2. Challenges to Building
JLL considers obtaining power the “primary challenge facing the data center industry.” The US power grid is operating near full capacity, so building a new data center can require developing new electricity generation capacity. Those utilities that do have available capacity often don’t have enough of it to run a data center, anywhere from 100 megawatts to 1 GW.
Utilities had been inundated with requests from developers that were buying land on spec, hoping to get electricity run to that land with plans of flipping the improved land to make a profit—until, that is, last summer, when utilities began tightening their requirements, the report states.
Utilities want to see project leaders with development experience, signed tenants, and financing that’s in place. They’re charging application fees of $200,000 or more, checking credit, and requiring a load impact study to be done, which can take 8-12 months. Moreover, once approved, developers are being required to pay for the infrastructure hookup costs and being asked to sign take-or-pay contracts obligating them to pay a minimum amount of their planned power usage, even if that power isn’t used.
As a result, developers have found themselves sitting on land they’ve purchased that isn’t generating cash flow for years longer than expected. Proposed data center projects, particularly those in rural areas, often have to wait four years or more for a connection to the grid.
These tougher requirements may make projects more costly or mean they take longer to complete. But they may also mean that only “good” projects come to the fore and a bubble takes longer to develop, if it does at all.
3. Supply Chain Knots
For would-be data center builders who have land and electricity, acquiring equipment can be the next hurdle. According to JLL, it can take 28 weeks on average for the delivery of data center equipment. While that’s improvement from pandemic lead times of 64 weeks, it’s still far longer than the 18 weeks it took in 2019. Generators, transformers, and switchgear have an even longer lead time of 11 months. More than 70% of data center equipment is manufactured in Asia. Some of that manufacturing is relocating to the US or North America, which could improve the situation.
4. Utility data
The S&P 500 Utilities sector includes the S&P 500 Electric Utilities industry, populated with companies that generate, transmit, and distribute electricity, and the Multi-Utilities industry, with companies that provide a combination of utility services, including electricity, gas, and/or water. The former industry index is up 3.2% ytd, the latter up 3.3% ytd.
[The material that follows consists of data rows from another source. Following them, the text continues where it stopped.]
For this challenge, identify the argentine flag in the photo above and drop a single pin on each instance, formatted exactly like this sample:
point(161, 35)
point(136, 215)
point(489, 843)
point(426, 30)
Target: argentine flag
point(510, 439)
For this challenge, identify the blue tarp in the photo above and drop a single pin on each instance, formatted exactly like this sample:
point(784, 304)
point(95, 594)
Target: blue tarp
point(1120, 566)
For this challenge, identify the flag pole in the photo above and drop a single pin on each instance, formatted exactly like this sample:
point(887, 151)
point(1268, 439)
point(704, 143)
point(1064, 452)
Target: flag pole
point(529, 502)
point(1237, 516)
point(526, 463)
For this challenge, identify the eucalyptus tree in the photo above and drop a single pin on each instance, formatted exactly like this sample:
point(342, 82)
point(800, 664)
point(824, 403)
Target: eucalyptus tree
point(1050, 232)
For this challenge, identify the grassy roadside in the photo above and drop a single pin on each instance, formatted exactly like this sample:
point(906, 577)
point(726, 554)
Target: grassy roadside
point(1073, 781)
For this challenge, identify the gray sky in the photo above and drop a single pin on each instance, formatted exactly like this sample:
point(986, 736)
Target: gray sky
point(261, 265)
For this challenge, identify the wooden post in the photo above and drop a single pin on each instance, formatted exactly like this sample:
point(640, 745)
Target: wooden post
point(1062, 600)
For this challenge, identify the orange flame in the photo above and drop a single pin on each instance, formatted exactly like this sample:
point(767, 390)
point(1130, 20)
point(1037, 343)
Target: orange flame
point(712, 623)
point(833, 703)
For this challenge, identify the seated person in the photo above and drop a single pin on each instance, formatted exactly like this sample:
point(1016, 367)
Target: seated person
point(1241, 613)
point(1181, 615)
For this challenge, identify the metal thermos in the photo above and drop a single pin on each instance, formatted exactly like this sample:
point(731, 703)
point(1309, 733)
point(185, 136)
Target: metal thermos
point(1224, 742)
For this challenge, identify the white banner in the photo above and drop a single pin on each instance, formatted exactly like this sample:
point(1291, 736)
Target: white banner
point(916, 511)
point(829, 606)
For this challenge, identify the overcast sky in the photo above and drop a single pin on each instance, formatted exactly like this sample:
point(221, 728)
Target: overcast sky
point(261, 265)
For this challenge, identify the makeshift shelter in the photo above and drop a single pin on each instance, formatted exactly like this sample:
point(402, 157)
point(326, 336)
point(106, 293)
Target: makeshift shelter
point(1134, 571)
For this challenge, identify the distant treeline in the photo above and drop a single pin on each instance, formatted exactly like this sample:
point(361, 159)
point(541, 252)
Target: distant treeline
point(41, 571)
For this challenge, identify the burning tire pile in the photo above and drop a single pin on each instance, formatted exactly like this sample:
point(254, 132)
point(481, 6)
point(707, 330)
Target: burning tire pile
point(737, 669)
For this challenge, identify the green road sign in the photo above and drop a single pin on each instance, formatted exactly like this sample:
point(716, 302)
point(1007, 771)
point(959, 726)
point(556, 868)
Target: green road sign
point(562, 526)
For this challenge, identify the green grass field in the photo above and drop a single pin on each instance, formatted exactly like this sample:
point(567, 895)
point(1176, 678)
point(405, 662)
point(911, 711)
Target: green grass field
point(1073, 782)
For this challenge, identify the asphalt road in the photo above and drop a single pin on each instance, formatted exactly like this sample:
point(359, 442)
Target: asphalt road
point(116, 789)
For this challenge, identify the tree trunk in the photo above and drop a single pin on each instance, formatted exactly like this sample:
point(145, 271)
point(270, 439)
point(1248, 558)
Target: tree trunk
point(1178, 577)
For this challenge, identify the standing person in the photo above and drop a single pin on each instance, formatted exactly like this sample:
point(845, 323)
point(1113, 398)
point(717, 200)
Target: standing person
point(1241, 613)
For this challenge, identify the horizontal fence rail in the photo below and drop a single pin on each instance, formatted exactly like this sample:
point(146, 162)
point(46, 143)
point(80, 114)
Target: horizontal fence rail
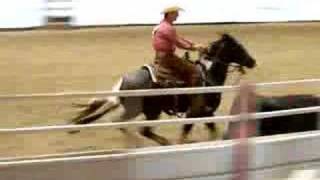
point(159, 92)
point(116, 125)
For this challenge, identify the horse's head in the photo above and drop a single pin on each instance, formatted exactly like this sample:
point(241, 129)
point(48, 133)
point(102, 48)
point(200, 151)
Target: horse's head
point(228, 50)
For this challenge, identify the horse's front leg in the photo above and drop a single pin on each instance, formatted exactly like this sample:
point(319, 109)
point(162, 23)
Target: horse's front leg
point(148, 131)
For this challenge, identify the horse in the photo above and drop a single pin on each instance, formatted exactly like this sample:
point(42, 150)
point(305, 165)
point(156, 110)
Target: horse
point(214, 65)
point(282, 124)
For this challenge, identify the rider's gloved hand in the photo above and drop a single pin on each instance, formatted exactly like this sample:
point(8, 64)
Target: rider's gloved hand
point(199, 47)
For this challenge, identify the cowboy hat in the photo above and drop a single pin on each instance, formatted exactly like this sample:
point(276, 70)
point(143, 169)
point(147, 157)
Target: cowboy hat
point(172, 9)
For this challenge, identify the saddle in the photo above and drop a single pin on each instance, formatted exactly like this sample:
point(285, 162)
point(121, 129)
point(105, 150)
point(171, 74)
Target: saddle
point(165, 78)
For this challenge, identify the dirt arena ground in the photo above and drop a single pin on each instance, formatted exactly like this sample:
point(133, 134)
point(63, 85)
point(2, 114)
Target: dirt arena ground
point(47, 61)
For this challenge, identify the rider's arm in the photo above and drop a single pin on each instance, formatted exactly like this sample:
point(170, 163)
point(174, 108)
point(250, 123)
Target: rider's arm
point(184, 43)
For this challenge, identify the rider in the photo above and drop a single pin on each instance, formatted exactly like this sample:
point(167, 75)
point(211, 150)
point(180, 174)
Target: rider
point(165, 40)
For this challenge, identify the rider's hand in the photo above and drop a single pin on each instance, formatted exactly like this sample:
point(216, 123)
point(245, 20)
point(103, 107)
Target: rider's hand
point(199, 47)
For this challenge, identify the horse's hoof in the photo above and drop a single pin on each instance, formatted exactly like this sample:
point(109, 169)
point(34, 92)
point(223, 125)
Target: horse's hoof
point(73, 132)
point(164, 142)
point(213, 136)
point(186, 141)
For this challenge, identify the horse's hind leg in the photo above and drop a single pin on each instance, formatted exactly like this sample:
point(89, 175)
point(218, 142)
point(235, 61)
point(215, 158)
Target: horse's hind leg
point(185, 133)
point(212, 128)
point(130, 109)
point(147, 131)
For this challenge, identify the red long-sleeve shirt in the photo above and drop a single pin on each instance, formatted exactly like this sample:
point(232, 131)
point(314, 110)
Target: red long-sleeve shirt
point(165, 38)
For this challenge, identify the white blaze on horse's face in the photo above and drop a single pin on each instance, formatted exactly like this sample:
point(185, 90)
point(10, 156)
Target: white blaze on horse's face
point(206, 63)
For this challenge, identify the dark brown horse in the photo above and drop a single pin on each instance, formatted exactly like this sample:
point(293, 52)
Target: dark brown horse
point(281, 124)
point(214, 64)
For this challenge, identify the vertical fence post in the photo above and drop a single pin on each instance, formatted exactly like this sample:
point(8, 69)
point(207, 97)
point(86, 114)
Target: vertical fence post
point(245, 129)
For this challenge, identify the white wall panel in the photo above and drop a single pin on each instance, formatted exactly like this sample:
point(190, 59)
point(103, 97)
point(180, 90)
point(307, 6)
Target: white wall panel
point(22, 13)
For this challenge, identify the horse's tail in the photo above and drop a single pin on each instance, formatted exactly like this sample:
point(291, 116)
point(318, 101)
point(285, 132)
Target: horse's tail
point(96, 108)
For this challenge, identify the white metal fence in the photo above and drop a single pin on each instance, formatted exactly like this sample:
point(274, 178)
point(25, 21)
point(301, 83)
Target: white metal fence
point(275, 156)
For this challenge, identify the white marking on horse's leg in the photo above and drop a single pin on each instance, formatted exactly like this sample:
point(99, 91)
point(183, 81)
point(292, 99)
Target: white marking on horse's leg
point(115, 88)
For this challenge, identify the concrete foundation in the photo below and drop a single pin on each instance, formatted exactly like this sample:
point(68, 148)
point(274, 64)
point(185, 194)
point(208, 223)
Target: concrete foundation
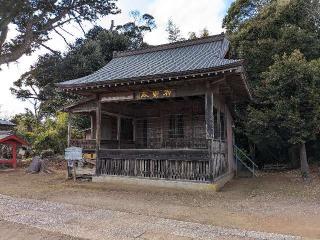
point(188, 185)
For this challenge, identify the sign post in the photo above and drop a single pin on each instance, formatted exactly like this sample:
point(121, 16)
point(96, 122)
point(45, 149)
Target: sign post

Both are expected to have decent revenue and earnings growth. The Electric Utilities industry’s companies collectively are forecast to grow revenues by 6.9% this year and 4.0% in 2026 and to grow earnings by 4.9% this year and 7.7% next year.
The S&P 500 Multi-Utilities industry is expected to grow a touch faster. Analysts forecast revenues growth of 10.2% this year and 4.4% in 2026, while they predict earnings will improve by 7.3% this year and 7.7% in 2026.
Both industries have sported forward P/Es north of 20 at various times in recent years, and now the Electric Utilities’ forward P/E stands at 17.1, and the multi utilities’ forward P/E is 18.0.